Magaña, an assistant professor of social work and affiliated with the Chican@ and Latin@ Studies Program and the Waisman Center, began her professional career as a social worker in California. Many of her clients were Spanish-speaking Latinas, and many of them also had children with developmental disabilities. After about three years of observation, Magaña concluded that there was a vast difference between the way in which Latino and non-Latino white families approached the experience.

“As a Latina myself, I was extremely interested,” she says. “I started my doctoral program by looking at Puerto Rican mothers of adults with mental retardation. Then I broadened my inquiry into schizophrenia and autism. I also began to look at African-American families and Latino groups other than Puerto Rican.”

Out of her research has come a conviction that both Latino and African American families seem to be more inclined to involve the entire family in the care of the member with a disability.

“Families of color more often care for their child with disabilities at home, even into adulthood,” she says. “It’s important to have that individual contribute to the unity of the family.”

Magaña adds that this, of course, is an important consideration of most families, not just those of color. However, service systems inadvertently may complicate matters for Latino and African American clients, she says.

“Service agencies often push for the autonomy of the individual and do not consider the needs of the whole family, which is particularly important to the families of color that I have studied,” she says.
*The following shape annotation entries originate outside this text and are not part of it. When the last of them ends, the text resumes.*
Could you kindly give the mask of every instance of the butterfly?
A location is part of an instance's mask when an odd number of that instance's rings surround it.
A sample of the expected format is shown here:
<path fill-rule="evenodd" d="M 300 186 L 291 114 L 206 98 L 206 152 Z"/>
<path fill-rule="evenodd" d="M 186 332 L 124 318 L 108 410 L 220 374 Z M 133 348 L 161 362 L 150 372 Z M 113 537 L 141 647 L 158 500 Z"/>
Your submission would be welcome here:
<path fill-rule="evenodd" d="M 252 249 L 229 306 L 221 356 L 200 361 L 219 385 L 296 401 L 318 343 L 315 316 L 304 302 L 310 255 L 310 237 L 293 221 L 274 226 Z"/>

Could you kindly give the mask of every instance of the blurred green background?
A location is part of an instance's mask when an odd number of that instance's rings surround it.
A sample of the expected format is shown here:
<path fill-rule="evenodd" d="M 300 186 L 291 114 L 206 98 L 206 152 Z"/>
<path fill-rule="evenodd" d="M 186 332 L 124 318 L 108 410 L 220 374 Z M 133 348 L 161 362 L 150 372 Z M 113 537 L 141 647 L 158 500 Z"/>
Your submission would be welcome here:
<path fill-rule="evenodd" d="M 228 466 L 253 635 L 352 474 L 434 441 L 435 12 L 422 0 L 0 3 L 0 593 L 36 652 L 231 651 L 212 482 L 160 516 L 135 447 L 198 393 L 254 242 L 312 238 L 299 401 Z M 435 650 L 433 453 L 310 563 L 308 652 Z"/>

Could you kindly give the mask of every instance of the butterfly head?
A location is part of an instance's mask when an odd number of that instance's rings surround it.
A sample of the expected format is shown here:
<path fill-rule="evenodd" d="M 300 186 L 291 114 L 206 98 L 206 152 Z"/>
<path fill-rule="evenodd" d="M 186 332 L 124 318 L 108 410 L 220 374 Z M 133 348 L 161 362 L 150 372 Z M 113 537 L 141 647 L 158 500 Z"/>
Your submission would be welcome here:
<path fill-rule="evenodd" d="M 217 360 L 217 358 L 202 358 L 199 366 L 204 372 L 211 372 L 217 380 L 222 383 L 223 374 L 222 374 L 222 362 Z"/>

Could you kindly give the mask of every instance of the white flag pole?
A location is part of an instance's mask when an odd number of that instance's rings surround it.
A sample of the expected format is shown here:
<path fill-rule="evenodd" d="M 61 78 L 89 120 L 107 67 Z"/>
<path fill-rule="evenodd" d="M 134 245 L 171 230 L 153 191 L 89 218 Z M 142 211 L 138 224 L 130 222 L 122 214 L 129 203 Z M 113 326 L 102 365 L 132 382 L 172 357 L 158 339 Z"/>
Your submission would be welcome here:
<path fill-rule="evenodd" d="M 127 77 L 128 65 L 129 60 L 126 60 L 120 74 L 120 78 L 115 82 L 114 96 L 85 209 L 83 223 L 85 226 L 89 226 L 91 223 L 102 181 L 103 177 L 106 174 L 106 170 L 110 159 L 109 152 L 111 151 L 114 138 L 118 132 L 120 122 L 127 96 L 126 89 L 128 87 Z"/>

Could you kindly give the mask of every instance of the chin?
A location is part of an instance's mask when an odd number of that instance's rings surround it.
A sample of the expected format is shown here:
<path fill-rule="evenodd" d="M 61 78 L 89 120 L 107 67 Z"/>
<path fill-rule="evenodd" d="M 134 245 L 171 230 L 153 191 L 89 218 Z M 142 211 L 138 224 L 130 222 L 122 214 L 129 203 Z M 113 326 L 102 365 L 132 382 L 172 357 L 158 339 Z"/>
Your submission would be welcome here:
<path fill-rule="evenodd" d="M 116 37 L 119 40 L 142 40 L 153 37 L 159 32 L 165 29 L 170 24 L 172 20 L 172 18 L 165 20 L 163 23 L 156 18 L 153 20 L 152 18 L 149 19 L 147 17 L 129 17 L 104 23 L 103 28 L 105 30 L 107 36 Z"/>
Latina and African American mothers of adults with schizophrenia or developmental disabilities are much more likely to suffer from chronic health problems — arthritis, diabetes, heart problems — than their non-caregiving counterparts, Magaña says. In addition, Latina mothers also suffer from depression.

“This means that while these families are saving the government money by caring for their adult children at home, as opposed to having them live in a government-funded facility, the needs of the caregivers are being overlooked. The state often disregards the fact that the family is an important institution that provides concrete services to all of us. We need to support our families in those efforts,” she says.
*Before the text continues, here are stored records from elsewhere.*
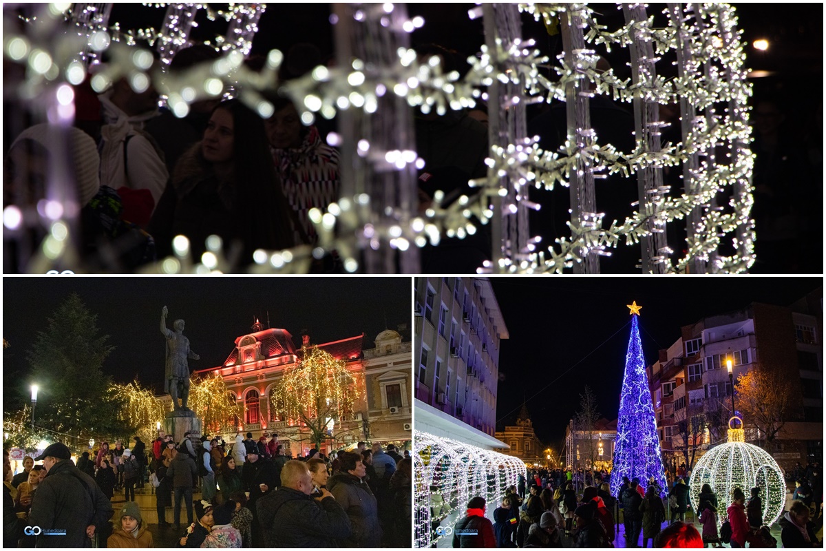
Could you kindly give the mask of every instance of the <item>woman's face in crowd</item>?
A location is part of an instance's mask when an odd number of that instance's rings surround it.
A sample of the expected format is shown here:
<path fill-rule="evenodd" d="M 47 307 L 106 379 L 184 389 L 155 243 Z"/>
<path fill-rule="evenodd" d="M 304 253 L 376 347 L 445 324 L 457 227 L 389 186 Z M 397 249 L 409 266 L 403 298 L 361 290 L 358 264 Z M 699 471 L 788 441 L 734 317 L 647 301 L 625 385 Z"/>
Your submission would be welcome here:
<path fill-rule="evenodd" d="M 297 148 L 301 145 L 301 121 L 292 104 L 264 121 L 269 145 L 277 150 Z"/>
<path fill-rule="evenodd" d="M 138 520 L 124 515 L 121 517 L 121 527 L 123 528 L 124 532 L 131 532 L 138 527 Z"/>
<path fill-rule="evenodd" d="M 310 475 L 312 477 L 312 483 L 318 487 L 326 486 L 327 479 L 330 477 L 327 469 L 322 465 L 316 465 L 316 470 L 311 472 Z"/>
<path fill-rule="evenodd" d="M 232 160 L 234 142 L 232 113 L 226 109 L 216 109 L 204 131 L 202 145 L 204 159 L 210 163 L 229 163 Z"/>

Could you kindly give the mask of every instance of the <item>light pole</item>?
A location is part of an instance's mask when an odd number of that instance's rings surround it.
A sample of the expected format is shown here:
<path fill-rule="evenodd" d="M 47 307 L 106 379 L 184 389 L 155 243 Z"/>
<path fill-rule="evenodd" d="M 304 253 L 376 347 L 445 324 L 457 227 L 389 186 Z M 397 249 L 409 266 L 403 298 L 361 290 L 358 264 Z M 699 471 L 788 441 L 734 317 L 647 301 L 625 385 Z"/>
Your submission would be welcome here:
<path fill-rule="evenodd" d="M 31 431 L 35 431 L 35 406 L 37 406 L 37 391 L 40 387 L 31 385 Z"/>
<path fill-rule="evenodd" d="M 733 416 L 737 415 L 737 412 L 734 410 L 734 373 L 731 370 L 731 358 L 726 359 L 725 364 L 729 369 L 729 385 L 731 387 L 731 415 Z"/>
Magaña herself is stepping out in that very direction. She’s launched a support group for Spanish-speaking families that have children with disabilities. “This group aims to educate families about the services they are entitled to, but maybe don’t know about,” she says.

She and her students also are launching a new program.

“This one, to be developed in the community, will establish a health education intervention for Latina mothers,” she says.